Municipalities Seek Compromise with Unified School District

Municipalities Seek Compromise with Unified School District

Bartlett Mayor Keith McDonald has been fighting for suburban schools for months and months. He’s aware that right now it’s a dead issue, but he still has hope.
BARTLETT, TN (abc24.com) - People are worn out. Tired. In Bartlett, for two years, the talk has centered around whether they should start their own school system. Right now the passion remains, but the exhaustion is there. “I honestly don’t know what to do,” says Paula Morris of Bartlett. “I really don’t.”

Mayor Keith McDonald has been fighting for suburban schools for months and months. He’s aware that right now, it’s a dead issue. Once a judge ruled that the law to set up suburban schools for next year was unconstitutional, that pretty much killed plans for schools in 2013.

Mayor McDonald also knows, however, that voters in his city and in Arlington, Lakeland, Collierville, Germantown and Millington voted overwhelmingly in favor of starting their own school systems. “The idea,” Mayor McDonald says, “is they want control and accountability to be local.

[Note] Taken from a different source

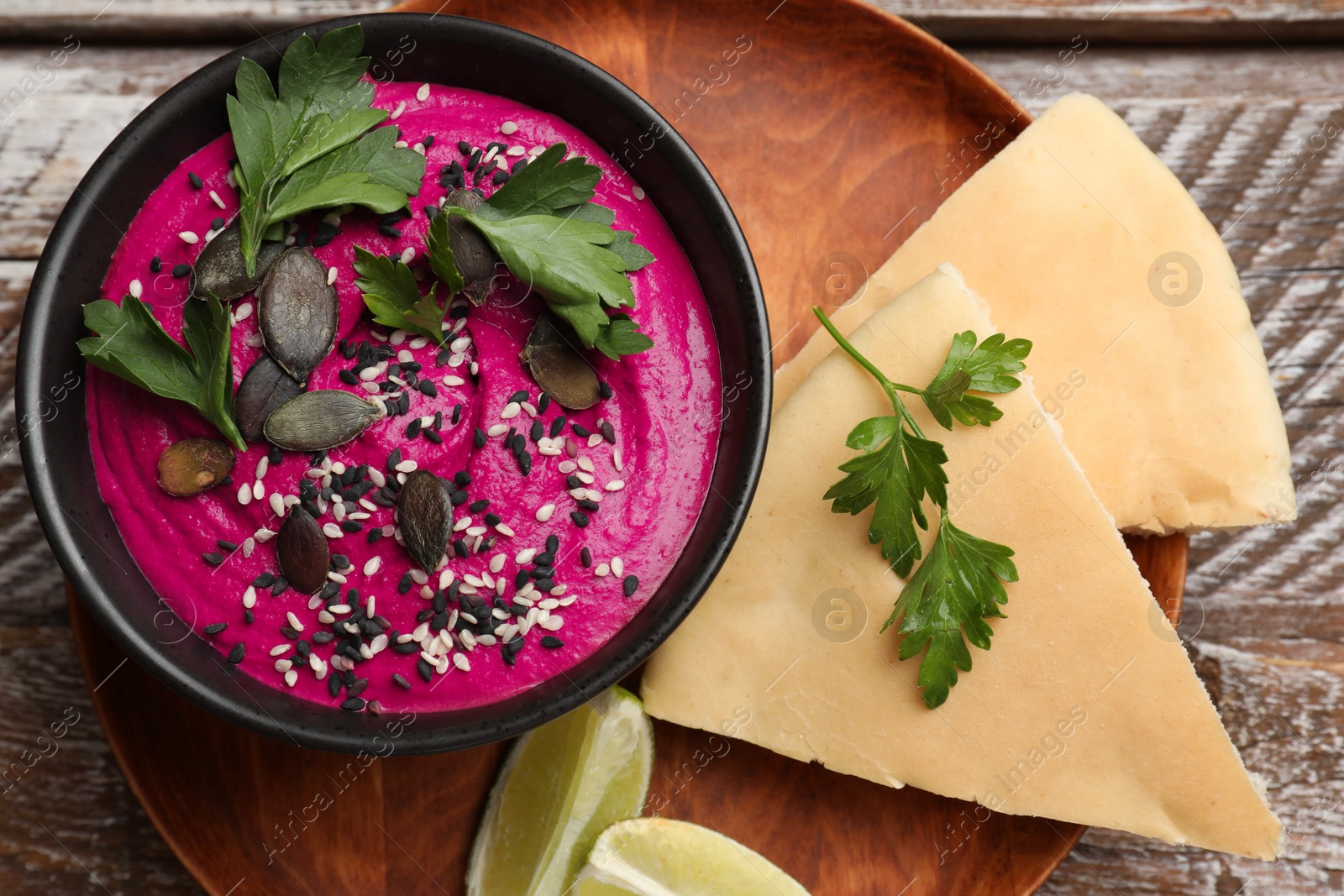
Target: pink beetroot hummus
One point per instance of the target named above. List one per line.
(649, 483)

They want it, so they can look people in the eye that they know, as opposed to dealing with somebody who lives someplace else they can never reach.”

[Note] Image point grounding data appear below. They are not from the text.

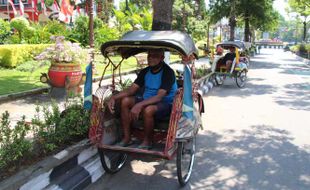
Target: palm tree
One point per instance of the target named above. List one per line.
(162, 14)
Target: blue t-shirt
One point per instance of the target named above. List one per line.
(152, 82)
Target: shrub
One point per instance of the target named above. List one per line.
(13, 143)
(5, 30)
(80, 31)
(58, 128)
(32, 65)
(13, 55)
(50, 128)
(105, 34)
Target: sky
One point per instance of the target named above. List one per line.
(279, 5)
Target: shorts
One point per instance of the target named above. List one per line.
(163, 108)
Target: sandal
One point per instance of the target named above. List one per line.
(123, 144)
(145, 147)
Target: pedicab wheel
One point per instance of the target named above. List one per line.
(185, 160)
(112, 161)
(241, 78)
(219, 79)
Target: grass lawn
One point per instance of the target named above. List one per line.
(13, 81)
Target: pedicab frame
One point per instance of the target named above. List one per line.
(105, 127)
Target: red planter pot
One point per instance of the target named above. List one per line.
(57, 74)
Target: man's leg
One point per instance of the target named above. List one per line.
(228, 65)
(126, 104)
(148, 117)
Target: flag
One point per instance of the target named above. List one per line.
(55, 6)
(43, 7)
(187, 123)
(187, 108)
(34, 6)
(66, 11)
(13, 7)
(21, 8)
(88, 88)
(237, 56)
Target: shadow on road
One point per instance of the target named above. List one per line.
(296, 96)
(263, 64)
(229, 88)
(261, 157)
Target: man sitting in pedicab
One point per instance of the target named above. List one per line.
(159, 86)
(229, 58)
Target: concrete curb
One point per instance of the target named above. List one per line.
(73, 168)
(8, 97)
(304, 60)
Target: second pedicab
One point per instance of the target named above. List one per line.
(174, 135)
(238, 68)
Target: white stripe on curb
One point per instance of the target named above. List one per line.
(37, 183)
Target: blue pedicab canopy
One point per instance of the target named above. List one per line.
(139, 41)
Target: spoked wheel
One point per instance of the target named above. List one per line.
(112, 161)
(185, 160)
(241, 78)
(219, 79)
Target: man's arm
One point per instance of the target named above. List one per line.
(135, 111)
(128, 92)
(154, 99)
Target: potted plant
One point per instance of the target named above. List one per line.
(65, 57)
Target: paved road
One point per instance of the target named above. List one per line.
(256, 138)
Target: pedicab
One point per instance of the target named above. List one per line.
(239, 67)
(174, 135)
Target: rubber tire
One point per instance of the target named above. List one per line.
(184, 179)
(239, 81)
(219, 79)
(119, 163)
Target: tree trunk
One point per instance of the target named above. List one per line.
(246, 29)
(305, 30)
(208, 36)
(162, 14)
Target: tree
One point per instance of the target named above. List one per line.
(248, 11)
(191, 17)
(302, 7)
(5, 30)
(222, 8)
(162, 14)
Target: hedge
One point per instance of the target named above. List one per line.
(16, 54)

Mayor McDonald and the five other suburban mayors will meet at the end of this week with those who are against suburban schools. The groups have tried to reach some kind of a compromise. It never happened.

McDonald says he still has hope. If he gets agreements, he has no problem in agreeing to send school children to the merged system for a SHORT period of time. “For the next year,” he asks, "Sure. Particularly if we had some commitment there wouldn’t be any major changes in terms of who the teachers and the principals are.”